Eyes Above The Waves

Robert O'Callahan. Christian. Repatriate Kiwi. Hacker.

Thursday 25 May 2017

A Couple Of Papers About Commodity Multicore Record And Replay, And A Possible Way Forward

Efficient record-and-replay of parallel programs with potential data races on commodity multicore hardware is a holy-grail research problem. I think that the best papers in this area so far, though they're a bit old, are SMP-Revirt and DoublePlay.

DoublePlay is a really interesting approach but I'm skeptical it would work well in practice. Without going into too many details, for parallel applications that scale well the minimum overhead it can obtain is 100%. Obtaining that overhead relies on breaking application execution into epochs that are reasonably long, but externally-visible output must be suppressed within each epoch, which is going to be difficult or impossible to do for many applications. For example, for the Apache Web server they buffer all network output in the kernel during an epoch, but this could cause problematic side effects for a more complicated application.

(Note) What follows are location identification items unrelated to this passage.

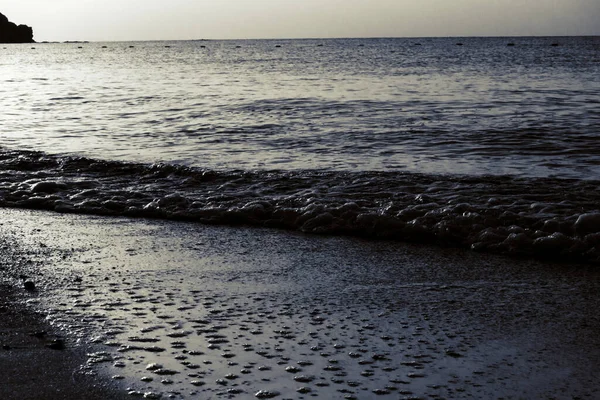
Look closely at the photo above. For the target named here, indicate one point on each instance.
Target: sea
(489, 144)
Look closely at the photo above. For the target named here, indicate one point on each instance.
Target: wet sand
(176, 310)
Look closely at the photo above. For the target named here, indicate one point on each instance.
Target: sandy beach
(155, 309)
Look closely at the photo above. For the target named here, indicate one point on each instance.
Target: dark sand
(232, 313)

Therefore I think the SMP-Revirt approach is more robust and more likely to lead to a practical system. This is a fairly simple idea: apply the well-known concurrent-read, exclusive-write (CREW) model at the page level, using hardware page protections to trigger ownership changes. If you imagine a herd of single-threaded processes all sharing a memory block, then each page is mapped read-only in all processes (unowned), or read-write in one process (the owner) and no-access in all the others. When a process writes to a page it doesn't own, a trap occurs and it takes ownership; when it reads from a page that has a different owner, a trap occurs and the page becomes unowned. SMP-Revirt worked at the hypervisor level; dthreads does something similar at user level.

A problem with SMP-Revirt is that when there is a lot of read/write sharing, the overhead of these transitions becomes very high. In the paper, for three of their six benchmarks recording the benchmark with four-core parallelism is slower than just recording on a single core rr-style!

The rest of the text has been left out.